BUENOS AIRES (Reuters) - Argentina’s populist ex-president Cristina Fernandez de Kirchner passed through a crowd of ardent supporters and into a Buenos Aires courthouse on Tuesday to undergo a graft trial she derided as a “smokescreen,” days after kicking off her campaign for vice president on social media.
Sitting for the first time in the dock of accused, Fernandez faced charges of corruption. Now a senator with a significant following, she reportedly entered the courthouse while being shielded from journalists by crowds of supporters who formed a “human wall.”
She listened to the accusations against her while sitting with her lawyer in the last row, a glass wall separating her from spectators packed into the room behind her.
The trial, which could last as long as a year, will address multiple corruption allegations dating from Fernandez’s two terms as president from 2007 to 2015. These include accusations she received kickbacks from construction firms that got lucrative sweetheart deals on projects.
Hours before she appeared in court, Fernandez slammed the trial as a political “smokescreen” aimed at hurting her campaign for vice president in national elections this year.
Fernandez, who strongly denies all the allegations, fired retorts on Twitter at her accusers and rival President Mauricio Macri.
“Clearly it’s not about justice,” she tweeted. “Just about creating a new smokescreen that aims to distract Argentines and Argentina - increasingly less successfully - from the dramatic situation our country and our people live.”
The recession-hit South American nation is heading for presidential elections in October, with center-right Macri coming under pressure from high inflation, a weak local peso currency and job losses starting to mount.
The allegations could cast a shadow over Fernandez’s political push as she looks to win over the more moderate wing of the Peronist opposition to take on Macri in elections set for October.

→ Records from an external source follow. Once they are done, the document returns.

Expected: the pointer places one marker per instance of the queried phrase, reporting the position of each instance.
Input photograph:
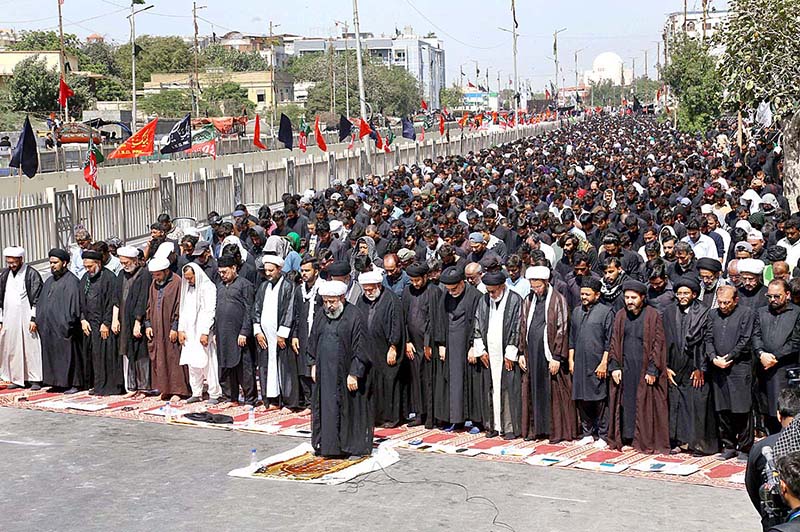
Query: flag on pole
(257, 134)
(64, 92)
(26, 156)
(180, 136)
(321, 144)
(139, 144)
(285, 132)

Fernandez shocked the nation on Saturday by saying she would run for vice president alongside unrelated former cabinet chief Alberto Fernandez, a veteran political operator who has both backed and criticized her in the past.
A leftist and militant Peronist, Cristina Fernandez had been seen as the top potential challenger to Macri.
In another tweet she said the trial was an “act of persecution” with the aim of putting an opposition candidate in the dock during an election campaign.
The charges against her could end in a sentence of up to 10 years in jail, should she be found guilty of leading a graft ring that defrauded the state of millions of dollars.
As a sitting senator, she currently has immunity from arrest, however.